Mais cette relation amoureuse n'est pas la seule que Succo croit avoir. En effet, l'emploie du terme "croire" est pour souligner l'histoire forcée qu'il pense avoir eu avec France Vu-Dinh. Le 27 Avril 1987, dans la région d'Annecy, Succo enlève la jeune femme, la séquestre pendant plusieurs semaines avant de la tuer. Dans le film de Kahn, Succo avoue à Léa avoir vécu avec une femme d'avec qui il serait dorénavant séparé. S'agit-il de la même femme? De même, toujours dans le film, Succo évoquera encore une fois cette mystérieuse femme qu'il aimait mais qu'il finit par tuer quand elle tenta de lui échapper. C'est comme si le personnage ne faisait pas la différence entre le crime de la vraie vie et l'histoire qu'il s'invente dans son étrange esprit. De plus, la majorité de ses crimes ont été commis sur des femmes et rappelons que plusieurs d'entre elles ont été sexuellement agressées par le jeune homme. Il en est de même lorsqu'il enlève une jeune fille, Cathy, dans le bar sous prétexte qu'il serait amoureux d'elle. A peine Cathy rencontré, il lui déclare son amour et celle-ci devient sa captive.
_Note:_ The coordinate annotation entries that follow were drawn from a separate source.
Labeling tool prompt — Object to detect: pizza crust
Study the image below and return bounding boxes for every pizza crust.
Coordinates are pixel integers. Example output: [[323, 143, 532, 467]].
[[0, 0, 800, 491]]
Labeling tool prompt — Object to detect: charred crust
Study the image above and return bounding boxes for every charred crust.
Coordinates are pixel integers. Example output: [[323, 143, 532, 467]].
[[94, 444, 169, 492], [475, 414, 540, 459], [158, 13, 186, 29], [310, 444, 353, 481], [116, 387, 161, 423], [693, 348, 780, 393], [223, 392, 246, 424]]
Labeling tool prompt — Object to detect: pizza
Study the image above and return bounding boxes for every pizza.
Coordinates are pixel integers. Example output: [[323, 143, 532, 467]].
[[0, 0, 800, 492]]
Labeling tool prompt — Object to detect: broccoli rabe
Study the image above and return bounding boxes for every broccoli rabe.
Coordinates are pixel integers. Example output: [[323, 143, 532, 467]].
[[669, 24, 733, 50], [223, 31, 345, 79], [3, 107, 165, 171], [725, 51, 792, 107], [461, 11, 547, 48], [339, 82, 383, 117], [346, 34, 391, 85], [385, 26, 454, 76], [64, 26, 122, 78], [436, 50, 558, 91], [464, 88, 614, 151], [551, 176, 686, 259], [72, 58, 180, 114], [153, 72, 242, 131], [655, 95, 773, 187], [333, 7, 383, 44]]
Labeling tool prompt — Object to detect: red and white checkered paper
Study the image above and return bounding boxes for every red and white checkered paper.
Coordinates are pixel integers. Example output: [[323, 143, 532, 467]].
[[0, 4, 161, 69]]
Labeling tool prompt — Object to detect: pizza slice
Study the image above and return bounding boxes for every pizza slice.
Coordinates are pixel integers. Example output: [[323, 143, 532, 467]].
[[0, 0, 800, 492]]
Chez les schizophrènes, les sentiments peuvent parfois se confondre ce qui justifie que Succo puisse tomber amoureux aussi vite de cette fille ou encore qu'il ne fasse pas la différence entre le bien et le mal. Ainsi, Succo n'aime pas une femme mais toutes les femmes mais c'est comme si, pour lui, la seule relation possible entre les deux sexes devait passer par la violence. Sa relation avec Léa reste donc exceptionnelle, comme ce dernier lien qui le rattache à la réalité.